Hang in there, Branjor. Everything seems to be getting worse on all fronts and there’s little to do but ride out the storm as best we can. As Masha Gessen said in one of her brilliant articles in NYT before I stopped reading that paper, (I paraphrase) I knew we were headed down but I didn’t know how bad it would feel.

#20 Comment By Earlynerd On 04 Oct, 2017 @ 00:28

Popping my head up again, just to not comment (like Wonkette’s deleted comments 🙂 ).

I was looking up a legal reference in a court case that cited “fuck” as an adjective used by a Vietnam infantryman to emphasize extreme weariness, as differentiated from sex.

Couldn’t find that (the papers and books are in my 15+ years of life in storage on the West Coast), but did remember this extraordinary article from those years I would like to pass along.


It is an almost backwards looking view at the kind of intelligence and integrity women had on our side during the 70’s to mid-eighties.

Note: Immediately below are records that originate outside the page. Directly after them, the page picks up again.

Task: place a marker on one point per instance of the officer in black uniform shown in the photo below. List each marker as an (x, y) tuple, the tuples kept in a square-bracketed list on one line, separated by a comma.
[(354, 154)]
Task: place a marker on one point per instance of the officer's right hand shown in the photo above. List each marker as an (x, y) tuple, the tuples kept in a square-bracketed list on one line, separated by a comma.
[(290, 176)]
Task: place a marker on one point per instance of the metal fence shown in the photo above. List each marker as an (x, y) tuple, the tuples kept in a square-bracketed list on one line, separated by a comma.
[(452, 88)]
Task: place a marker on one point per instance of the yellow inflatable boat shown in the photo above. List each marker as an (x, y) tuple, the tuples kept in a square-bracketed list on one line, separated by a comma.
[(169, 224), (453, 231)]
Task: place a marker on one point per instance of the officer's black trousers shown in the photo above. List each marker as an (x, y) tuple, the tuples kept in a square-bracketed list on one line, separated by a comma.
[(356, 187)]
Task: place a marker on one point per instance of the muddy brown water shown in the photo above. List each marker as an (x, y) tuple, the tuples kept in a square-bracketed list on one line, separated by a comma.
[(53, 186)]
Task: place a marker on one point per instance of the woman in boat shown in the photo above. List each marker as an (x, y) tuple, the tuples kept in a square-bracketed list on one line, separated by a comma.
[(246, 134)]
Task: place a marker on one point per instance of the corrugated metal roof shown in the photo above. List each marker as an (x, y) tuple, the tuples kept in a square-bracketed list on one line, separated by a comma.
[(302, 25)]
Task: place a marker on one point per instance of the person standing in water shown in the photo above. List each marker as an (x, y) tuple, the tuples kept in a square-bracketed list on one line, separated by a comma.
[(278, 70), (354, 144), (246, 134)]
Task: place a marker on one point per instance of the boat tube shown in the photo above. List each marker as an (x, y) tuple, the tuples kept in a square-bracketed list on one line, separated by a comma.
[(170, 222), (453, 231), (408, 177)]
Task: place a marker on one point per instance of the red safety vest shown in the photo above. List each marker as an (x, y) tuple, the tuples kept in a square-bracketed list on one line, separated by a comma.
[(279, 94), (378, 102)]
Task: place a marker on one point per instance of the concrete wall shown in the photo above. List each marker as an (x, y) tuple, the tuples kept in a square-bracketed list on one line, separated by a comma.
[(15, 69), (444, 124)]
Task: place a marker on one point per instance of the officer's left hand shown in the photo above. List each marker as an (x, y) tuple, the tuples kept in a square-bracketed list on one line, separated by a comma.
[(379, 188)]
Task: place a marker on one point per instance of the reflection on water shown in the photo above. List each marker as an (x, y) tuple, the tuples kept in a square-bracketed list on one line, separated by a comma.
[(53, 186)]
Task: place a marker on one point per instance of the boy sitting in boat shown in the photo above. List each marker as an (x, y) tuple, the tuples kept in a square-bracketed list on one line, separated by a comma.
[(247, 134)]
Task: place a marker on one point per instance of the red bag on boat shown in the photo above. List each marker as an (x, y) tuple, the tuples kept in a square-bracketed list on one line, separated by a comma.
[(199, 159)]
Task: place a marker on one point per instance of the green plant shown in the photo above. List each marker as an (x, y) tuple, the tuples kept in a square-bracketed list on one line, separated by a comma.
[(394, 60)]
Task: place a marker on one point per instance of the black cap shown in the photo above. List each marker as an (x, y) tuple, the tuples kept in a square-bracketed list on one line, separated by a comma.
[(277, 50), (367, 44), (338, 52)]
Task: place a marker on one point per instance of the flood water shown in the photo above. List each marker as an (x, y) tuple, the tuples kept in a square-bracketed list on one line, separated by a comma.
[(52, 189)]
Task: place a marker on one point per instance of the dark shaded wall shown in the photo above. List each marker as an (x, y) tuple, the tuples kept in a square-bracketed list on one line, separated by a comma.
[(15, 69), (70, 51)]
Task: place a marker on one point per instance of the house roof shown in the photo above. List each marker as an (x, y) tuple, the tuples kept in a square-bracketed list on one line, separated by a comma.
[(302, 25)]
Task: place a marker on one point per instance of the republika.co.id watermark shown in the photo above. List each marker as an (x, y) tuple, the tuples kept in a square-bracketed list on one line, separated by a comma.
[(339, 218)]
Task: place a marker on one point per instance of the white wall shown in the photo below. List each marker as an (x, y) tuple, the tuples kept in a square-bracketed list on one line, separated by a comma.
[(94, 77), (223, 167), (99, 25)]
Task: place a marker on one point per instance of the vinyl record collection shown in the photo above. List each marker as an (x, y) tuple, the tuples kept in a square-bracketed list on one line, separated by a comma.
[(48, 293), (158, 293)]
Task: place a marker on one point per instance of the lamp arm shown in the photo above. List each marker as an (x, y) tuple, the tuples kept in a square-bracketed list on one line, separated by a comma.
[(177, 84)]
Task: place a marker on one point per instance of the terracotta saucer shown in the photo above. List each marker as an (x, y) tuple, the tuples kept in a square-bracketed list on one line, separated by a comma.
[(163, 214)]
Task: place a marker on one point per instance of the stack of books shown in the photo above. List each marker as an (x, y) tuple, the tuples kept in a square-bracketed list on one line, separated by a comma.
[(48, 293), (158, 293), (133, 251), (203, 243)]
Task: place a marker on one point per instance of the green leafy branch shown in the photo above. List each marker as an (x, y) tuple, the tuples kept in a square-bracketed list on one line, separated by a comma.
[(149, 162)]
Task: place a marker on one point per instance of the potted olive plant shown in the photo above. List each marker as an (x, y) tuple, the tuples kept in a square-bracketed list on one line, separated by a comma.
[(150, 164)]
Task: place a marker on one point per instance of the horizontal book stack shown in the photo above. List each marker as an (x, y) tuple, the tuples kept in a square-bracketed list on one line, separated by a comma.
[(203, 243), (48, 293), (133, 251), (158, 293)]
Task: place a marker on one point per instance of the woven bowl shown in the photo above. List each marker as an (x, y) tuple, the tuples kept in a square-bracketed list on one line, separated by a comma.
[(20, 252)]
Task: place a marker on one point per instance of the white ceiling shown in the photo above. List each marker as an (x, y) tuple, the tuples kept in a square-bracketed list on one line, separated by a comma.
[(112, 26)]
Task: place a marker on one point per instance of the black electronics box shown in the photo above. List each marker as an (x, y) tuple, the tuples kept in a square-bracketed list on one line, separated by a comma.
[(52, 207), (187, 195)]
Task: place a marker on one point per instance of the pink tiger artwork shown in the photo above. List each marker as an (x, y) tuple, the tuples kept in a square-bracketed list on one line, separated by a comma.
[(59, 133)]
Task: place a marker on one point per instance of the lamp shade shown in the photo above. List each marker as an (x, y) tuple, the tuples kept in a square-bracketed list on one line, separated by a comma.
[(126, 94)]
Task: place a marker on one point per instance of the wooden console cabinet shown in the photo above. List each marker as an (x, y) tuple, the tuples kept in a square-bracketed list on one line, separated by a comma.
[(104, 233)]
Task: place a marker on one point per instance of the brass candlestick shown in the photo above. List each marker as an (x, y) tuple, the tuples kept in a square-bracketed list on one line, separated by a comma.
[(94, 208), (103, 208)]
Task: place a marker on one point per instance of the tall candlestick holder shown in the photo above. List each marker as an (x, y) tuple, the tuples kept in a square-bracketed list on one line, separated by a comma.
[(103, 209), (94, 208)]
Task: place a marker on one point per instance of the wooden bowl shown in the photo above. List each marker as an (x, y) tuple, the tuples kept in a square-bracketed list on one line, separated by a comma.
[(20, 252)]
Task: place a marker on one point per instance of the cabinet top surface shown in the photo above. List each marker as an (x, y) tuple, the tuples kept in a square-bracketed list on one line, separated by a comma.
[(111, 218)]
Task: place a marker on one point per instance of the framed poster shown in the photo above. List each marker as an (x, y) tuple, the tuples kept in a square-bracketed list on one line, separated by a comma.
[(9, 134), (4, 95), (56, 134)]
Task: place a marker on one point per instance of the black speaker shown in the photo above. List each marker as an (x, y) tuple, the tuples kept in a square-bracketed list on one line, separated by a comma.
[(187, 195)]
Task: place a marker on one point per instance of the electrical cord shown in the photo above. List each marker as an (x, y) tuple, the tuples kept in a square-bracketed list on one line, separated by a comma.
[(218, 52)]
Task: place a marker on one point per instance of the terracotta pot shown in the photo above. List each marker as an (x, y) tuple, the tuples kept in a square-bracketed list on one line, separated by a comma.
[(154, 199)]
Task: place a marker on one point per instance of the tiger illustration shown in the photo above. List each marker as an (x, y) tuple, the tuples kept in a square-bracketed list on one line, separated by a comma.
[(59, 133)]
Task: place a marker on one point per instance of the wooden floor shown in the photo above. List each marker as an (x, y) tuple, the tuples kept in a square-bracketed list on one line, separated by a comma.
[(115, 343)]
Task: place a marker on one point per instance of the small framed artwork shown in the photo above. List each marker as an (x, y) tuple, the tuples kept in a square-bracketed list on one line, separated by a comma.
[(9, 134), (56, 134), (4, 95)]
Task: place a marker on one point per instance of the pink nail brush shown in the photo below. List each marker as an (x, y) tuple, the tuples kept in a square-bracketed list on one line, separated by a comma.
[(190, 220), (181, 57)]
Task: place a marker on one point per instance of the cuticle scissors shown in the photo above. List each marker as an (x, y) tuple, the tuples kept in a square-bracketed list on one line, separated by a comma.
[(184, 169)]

I don’t know where Judith Resnik is now [2], but I do know that Carolyn Heilbrun did eventually carry out her plan of not outliving her usefulness. Not,however, before she bequeathed women “The Last Gift of Time”.[1]

It is also a huge alarm that precedes Catherine MacKinnon’s “Women’s Lives, Men’s Laws”. Similar to the way that I thought of economics as the invisible trolley tracks on which we all ran, I had thought of law as the invisible armor we all wore. These works were the first to delineate not just the cracks, but the complete shredding of that armor for women.

[1] Heilbrun was also Amanda Cross, the author of “An Imperfect Spy”, among others.

[2] She was not the extraordinary woman who died on Challenger. Same name, different person.

#21 Comment By quixote On 04 Oct, 2017 @ 20:00

Amazing paper at the Yale Law School link. Thanks for that!

#22 Comment By Earlynerd On 06 Oct, 2017 @ 10:43

Glad you like it!.

I read it about the time it first came out and posted on a legal email list that it just might start a run on “A Jury Of Her Peers”. I know I became aware of the play and read it for the first time because of the article, and embarked on a Thomas Hardy run that’s lasted till now.